Here is but a mere excerpt:
He was right. There is a kind of “inner logic” that leads relativism to repression.
This explains the paradox of how Western societies can preach tolerance and diversity while aggressively undermining and penalizing Catholic life. The dogma of tolerance cannot tolerate the Church’s belief that some ideas and behaviors should not be tolerated because they dehumanize us. The dogma that all truths are relative cannot allow the thought that some truths might not be.
The Catholic beliefs that most deeply irritate the orthodoxies of the West are those concerning abortion, sexuality and the marriage of man and woman. This is no accident. These Christian beliefs express the truth about human fertility, meaning and destiny.
These truths are subversive in a world that would have us believe that God is not necessary and that human life has no inherent nature or purpose. Thus the Church must be punished because, despite all the sins and weaknesses of her people, she is still the bride of Jesus Christ; still a source of beauty, meaning and hope that refuses to die -- and still the most compelling and dangerous heretic of the world’s new order.
Let me sum up what I’ve been saying.
My first point is this: Ideas have consequences. And bad ideas have bad consequences. Today we are living in a world that is under the sway of some very destructive ideas, the worst being that men and women can live as if God does not matter and as if the Son of God never walked this earth. As a result of these bad ideas, the Church’s freedom to exercise her mission is under attack. We need to understand why that is, and we need to do something about it.
My second point is simply this: We can no longer afford to treat the debate over secularization -- which really means cauterizing Christianity out of our cultural memory -- as if it’s a problem for Church professionals. The emergence of a “new Europe” and a “next America” rooted in something other than the real facts of our Christian-shaped history will have damaging consequences for every serious believer.
We need not and should not abandon the hard work of honest dialogue. Far from it. The Church always needs to seek friendships, areas of agreement, and ways to make positive, reasoned arguments in the public square. But it’s foolish to expect gratitude or even respect from our governing and cultural leadership classes today. Naïve imprudence is not an evangelical virtue.
The temptation in every age of the Church is to try to get along with Caesar. And it’s very true: Scripture tells us to respect and pray for our leaders. We need to have a healthy love for the countries we call home. But we can never render unto Caesar what belongs to God. We need to obey God first; the obligations of political authority always come second. We cannot collaborate with evil without gradually becoming evil ourselves. This is one of the most vividly harsh lessons of the 20th century. And it’s a lesson that I hope we have learned.

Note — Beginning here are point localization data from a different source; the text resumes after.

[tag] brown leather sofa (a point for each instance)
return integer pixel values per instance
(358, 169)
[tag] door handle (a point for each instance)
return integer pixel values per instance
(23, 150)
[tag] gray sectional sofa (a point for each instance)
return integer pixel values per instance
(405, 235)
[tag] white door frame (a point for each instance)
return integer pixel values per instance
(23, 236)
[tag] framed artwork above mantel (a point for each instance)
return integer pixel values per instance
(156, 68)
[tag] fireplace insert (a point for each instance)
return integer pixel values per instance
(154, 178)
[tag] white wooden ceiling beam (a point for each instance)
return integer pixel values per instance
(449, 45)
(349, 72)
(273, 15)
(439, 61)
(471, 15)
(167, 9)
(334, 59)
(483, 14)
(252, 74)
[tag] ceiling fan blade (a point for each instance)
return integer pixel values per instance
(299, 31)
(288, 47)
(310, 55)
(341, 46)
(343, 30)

That brings me to my third and final point today: We live in a time when the Church is called to be a believing community of resistance. We need to call things by their true names. We need to fight the evils we see. And most importantly, we must not delude ourselves into thinking that by going along with the voices of secularism and de-Christianization we can somehow mitigate or change things. Only the Truth can set men free. We need to be apostles of Jesus Christ and the Truth he incarnates.
May God bless Archbishop Charles Chaput.